The latest round of legislative amendments proposed by National Treasury and released for public comment on 8 July 2016 contains a welcome concession for taxpayers looking to invest into approved venture capital companies.

Briefly, investors investing into qualifying venture capital companies (or “VCC’s” as they are often referred to) qualify for an income tax deduction for an amount equal to their investment made. This is quite an attractive incentive and is granted by section 12J of the Income Tax Act, 58 of 1962. Currently, a number of requirements exist before an investment would qualify for the section 12J deduction. A company qualifying as a venture capital company is required to be registered in terms of the Financial Advisory and Intermediary Services Act, 37 of 2002 and may only invest in companies that have selective and actively trading businesses in them. Other criteria exist which include pertinently that the venture capital company must have invested in at least 5 of these qualifying companies by the end of the tax year ending 3 years from the first issuance of shares by the venture capital company. Effectively therefore, the venture capital company is afforded some time to search for appropriate qualifying companies in which to invest in before the tax deduction afforded to its shareholders may be forfeited if it fails to invest in this manner.
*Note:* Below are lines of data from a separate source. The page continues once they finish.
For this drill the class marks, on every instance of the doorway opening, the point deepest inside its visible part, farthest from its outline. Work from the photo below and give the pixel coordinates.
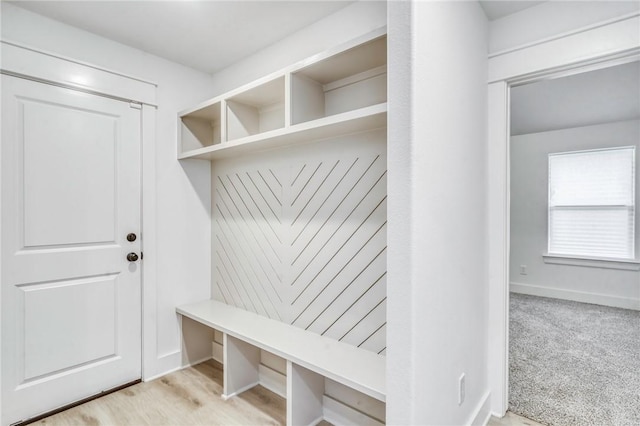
(573, 275)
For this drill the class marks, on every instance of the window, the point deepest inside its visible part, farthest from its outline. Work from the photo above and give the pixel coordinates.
(592, 203)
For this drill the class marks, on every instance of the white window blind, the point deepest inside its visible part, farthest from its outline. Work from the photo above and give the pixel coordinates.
(592, 203)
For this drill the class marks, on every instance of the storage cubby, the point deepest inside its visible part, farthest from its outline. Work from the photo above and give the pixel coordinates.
(353, 79)
(201, 128)
(257, 110)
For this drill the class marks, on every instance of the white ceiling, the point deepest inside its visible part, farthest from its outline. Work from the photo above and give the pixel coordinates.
(205, 35)
(595, 97)
(496, 9)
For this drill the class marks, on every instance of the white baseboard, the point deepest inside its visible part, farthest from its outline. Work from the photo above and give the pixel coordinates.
(239, 391)
(273, 380)
(482, 413)
(576, 296)
(217, 351)
(338, 413)
(173, 370)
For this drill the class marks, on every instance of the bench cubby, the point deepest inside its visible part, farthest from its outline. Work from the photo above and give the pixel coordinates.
(310, 359)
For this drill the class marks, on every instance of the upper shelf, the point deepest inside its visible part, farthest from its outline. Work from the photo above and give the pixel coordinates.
(368, 118)
(334, 93)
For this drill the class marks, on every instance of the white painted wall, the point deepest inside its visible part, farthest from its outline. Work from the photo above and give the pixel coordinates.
(355, 20)
(545, 58)
(437, 243)
(182, 253)
(559, 17)
(529, 189)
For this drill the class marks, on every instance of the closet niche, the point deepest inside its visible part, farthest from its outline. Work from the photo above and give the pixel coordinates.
(299, 201)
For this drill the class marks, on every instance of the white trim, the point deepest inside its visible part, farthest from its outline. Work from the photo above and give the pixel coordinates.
(481, 414)
(75, 61)
(574, 51)
(272, 380)
(338, 413)
(149, 242)
(31, 63)
(592, 262)
(576, 296)
(565, 34)
(239, 391)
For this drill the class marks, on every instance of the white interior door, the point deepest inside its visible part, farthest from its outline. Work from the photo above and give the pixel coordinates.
(71, 301)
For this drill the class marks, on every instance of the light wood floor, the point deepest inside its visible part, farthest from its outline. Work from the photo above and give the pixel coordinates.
(192, 397)
(187, 397)
(511, 419)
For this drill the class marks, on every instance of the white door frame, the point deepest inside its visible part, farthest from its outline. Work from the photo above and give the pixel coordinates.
(597, 46)
(34, 64)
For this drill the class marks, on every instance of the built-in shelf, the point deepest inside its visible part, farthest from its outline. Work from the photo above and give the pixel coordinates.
(201, 128)
(332, 94)
(350, 80)
(364, 119)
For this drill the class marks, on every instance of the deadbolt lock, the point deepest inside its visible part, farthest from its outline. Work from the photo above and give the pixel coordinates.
(132, 257)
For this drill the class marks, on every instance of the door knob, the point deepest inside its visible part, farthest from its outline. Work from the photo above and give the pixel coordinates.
(132, 257)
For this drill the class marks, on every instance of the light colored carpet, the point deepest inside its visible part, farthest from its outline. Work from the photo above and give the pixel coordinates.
(574, 363)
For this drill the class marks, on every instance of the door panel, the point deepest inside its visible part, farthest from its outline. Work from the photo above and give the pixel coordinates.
(71, 302)
(76, 203)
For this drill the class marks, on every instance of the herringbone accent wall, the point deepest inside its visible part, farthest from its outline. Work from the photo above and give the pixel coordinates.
(304, 241)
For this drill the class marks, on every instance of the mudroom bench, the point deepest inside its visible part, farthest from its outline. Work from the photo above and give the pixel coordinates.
(310, 359)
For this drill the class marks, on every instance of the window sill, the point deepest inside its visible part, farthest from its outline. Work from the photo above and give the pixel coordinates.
(592, 262)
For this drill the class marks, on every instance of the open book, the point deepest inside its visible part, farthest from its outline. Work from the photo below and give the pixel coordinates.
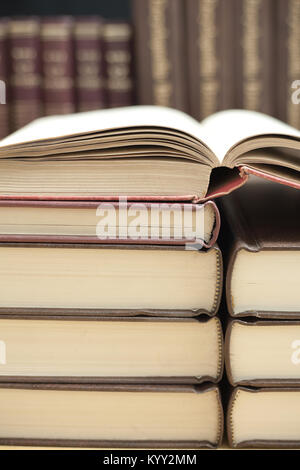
(146, 153)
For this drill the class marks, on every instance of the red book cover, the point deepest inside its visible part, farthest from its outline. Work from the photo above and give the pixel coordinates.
(25, 70)
(118, 63)
(58, 65)
(89, 63)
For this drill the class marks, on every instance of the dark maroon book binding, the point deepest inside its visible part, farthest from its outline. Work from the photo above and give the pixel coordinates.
(25, 70)
(89, 63)
(118, 63)
(58, 65)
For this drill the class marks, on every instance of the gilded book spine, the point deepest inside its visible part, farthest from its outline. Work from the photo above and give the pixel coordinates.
(210, 56)
(255, 55)
(117, 38)
(288, 61)
(89, 63)
(25, 70)
(4, 98)
(58, 65)
(159, 36)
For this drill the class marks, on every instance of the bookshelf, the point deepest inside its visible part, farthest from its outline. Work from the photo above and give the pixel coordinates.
(108, 9)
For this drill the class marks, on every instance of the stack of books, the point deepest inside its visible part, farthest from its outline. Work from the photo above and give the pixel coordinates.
(63, 64)
(111, 278)
(263, 298)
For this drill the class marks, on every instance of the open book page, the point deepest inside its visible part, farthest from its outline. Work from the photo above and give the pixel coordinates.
(55, 127)
(225, 129)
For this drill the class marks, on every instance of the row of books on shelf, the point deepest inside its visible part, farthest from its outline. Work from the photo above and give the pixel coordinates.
(202, 56)
(63, 64)
(113, 263)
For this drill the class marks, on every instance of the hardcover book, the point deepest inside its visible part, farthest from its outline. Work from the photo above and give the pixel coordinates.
(263, 353)
(159, 38)
(262, 223)
(25, 80)
(287, 57)
(264, 418)
(255, 60)
(210, 35)
(106, 280)
(58, 65)
(113, 350)
(89, 63)
(153, 416)
(118, 66)
(4, 74)
(146, 153)
(95, 222)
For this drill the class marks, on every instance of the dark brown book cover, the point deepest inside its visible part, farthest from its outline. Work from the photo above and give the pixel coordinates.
(256, 443)
(118, 63)
(272, 382)
(287, 61)
(260, 216)
(254, 58)
(119, 388)
(4, 97)
(89, 63)
(118, 312)
(25, 70)
(210, 39)
(58, 65)
(171, 379)
(159, 37)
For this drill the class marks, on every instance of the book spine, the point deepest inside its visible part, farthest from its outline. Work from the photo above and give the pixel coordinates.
(117, 39)
(255, 55)
(4, 106)
(210, 56)
(159, 36)
(89, 64)
(25, 70)
(58, 65)
(288, 61)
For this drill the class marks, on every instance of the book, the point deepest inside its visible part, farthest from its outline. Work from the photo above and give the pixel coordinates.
(89, 63)
(264, 418)
(160, 53)
(106, 279)
(153, 416)
(255, 56)
(264, 252)
(110, 350)
(118, 66)
(287, 58)
(58, 65)
(146, 153)
(210, 37)
(263, 353)
(25, 76)
(95, 222)
(4, 74)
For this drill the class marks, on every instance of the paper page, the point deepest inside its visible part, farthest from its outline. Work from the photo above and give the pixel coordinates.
(224, 129)
(92, 121)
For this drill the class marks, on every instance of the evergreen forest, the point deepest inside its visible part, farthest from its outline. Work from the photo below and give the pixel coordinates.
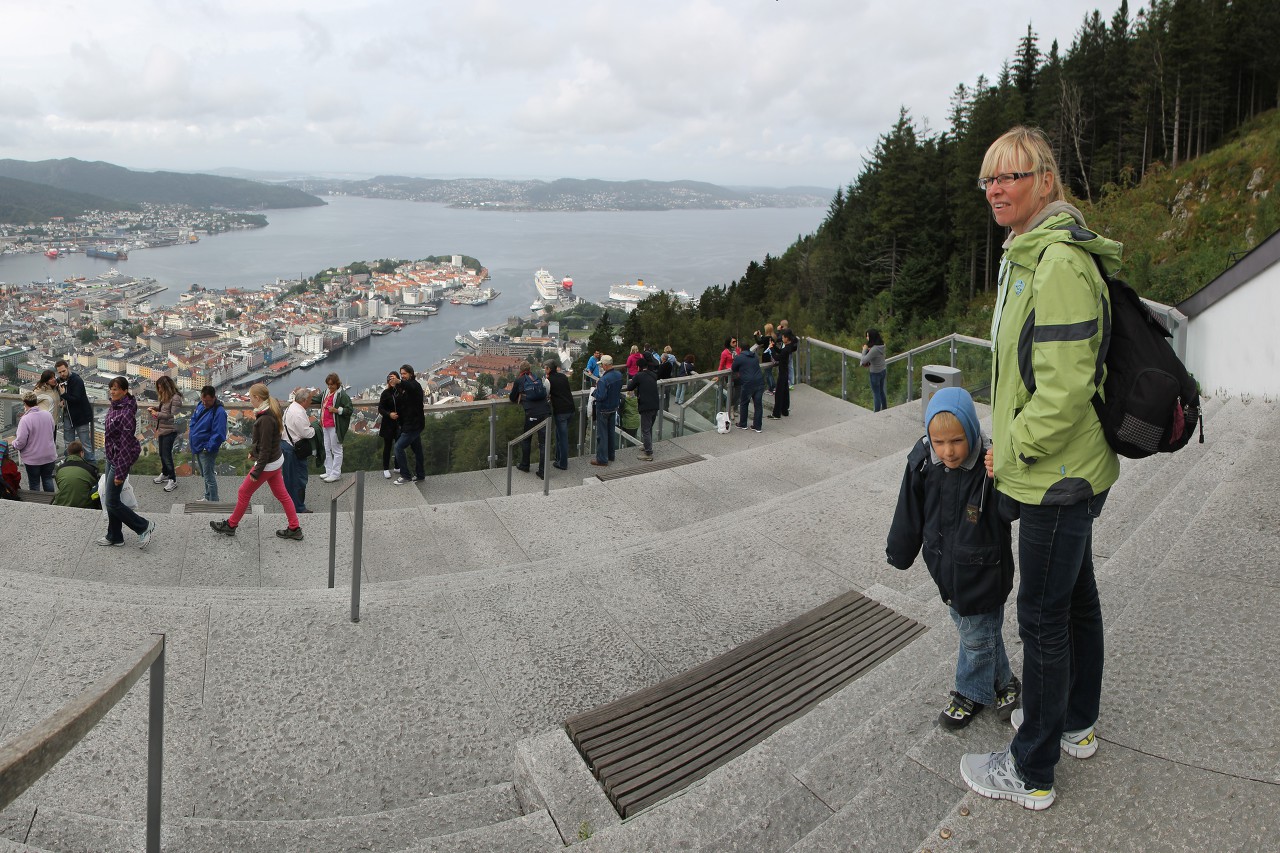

A statutory barrier to investing into a venture capital company through which existed up to now was that shareholders in the venture capital company (and seeking to qualify for the section 12J deduction) were not allowed to be “connected persons” in relation to the venture capital company. Although a defined term, a person would typically be a “connected person” in relation to the venture capital company if it owned more than 20% of the shares of the company. Typically, a person would take the initiative of setting up a venture capital company structure, and then go in search of fellow investors to help fund the structure as well as the future underlying investments to be made within the coming 3 year period. By virtue of the founder therefore initially owning all the shares in the venture capital company, he/she would be precluded from claiming the section 12J deduction by virtue of being a “connected person” in relation to the venture capital company.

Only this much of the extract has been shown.